Jacquot came out muttering about plumbing. We warily agreed to talk in a few days about our deal. As I looked at his gloomy, haggard face and thought about how we were trying to ruin each other's lives, I winced with regret. It shouldn't have to be this way. My mind wandered through a maze of might-have-beens. If he hadn't run out on us ... stayed around ... I could've had a real father, whatever that meant. We could've been a regular family ... if there was such a thing. Jacquot could've been someone I looked up to ... my buddy. I wouldn't've known what a jerk he was ... he'd just be my dad. We could've gone fishing together. He could've taught me how to shoot baskets. But then mom and I probably wouldn't be doing what we were doing ... and I'd a lot rather be doing that than shooting baskets. This was our life and I liked it. If we had to fight to keep him from destroying it, so be it. I left without shaking his hand.
Out on the street I found his Triumph and taped the other lid of grass under the cycle seat.

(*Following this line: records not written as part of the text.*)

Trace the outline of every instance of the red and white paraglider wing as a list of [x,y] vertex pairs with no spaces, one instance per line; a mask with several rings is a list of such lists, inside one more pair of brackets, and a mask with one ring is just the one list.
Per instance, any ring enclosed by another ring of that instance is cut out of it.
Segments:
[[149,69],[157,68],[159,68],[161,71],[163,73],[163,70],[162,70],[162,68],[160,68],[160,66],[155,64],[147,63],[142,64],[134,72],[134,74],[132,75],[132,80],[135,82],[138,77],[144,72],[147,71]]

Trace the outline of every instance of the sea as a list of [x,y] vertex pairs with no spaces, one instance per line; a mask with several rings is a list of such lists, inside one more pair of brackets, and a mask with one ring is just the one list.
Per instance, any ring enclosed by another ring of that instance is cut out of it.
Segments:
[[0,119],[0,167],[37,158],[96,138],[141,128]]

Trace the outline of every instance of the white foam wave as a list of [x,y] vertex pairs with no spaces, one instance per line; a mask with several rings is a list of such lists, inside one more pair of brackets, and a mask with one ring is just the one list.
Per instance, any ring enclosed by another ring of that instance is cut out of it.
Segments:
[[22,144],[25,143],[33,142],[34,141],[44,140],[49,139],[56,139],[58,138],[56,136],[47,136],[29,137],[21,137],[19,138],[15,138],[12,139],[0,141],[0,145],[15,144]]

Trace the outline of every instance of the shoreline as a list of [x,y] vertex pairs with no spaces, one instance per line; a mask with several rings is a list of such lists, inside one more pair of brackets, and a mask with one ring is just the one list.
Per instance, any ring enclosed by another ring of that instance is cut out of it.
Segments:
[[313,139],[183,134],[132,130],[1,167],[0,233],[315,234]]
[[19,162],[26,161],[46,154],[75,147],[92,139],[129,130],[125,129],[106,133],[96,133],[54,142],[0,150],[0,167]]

Next day I came back during his work hours. His bike was gone. I knocked on his door: no answer. I climbed out onto the fire escape through the hall window, circled around to his apartment, opened the window, and slid inside. If someone saw me, they might called the cops, but I thought the chances were slight. It was a poor neighborhood in the summer—people hang out on the fire escapes, since they don't have AC or balconies. And most poor people don't want anything to do with the cops.
The apartment was so small it didn't take long to find the pictures. He had a couple of telephotos of mom and me riding in the buff, but I guess he couldn't get close enough to snap our revels by the beaver dam. The photos of us playing inside were a bit blurred, probably because of the low light and slow speed, but you could tell who it was and what we were doing. The last one caught the terror on mom's face as she looked up and saw him.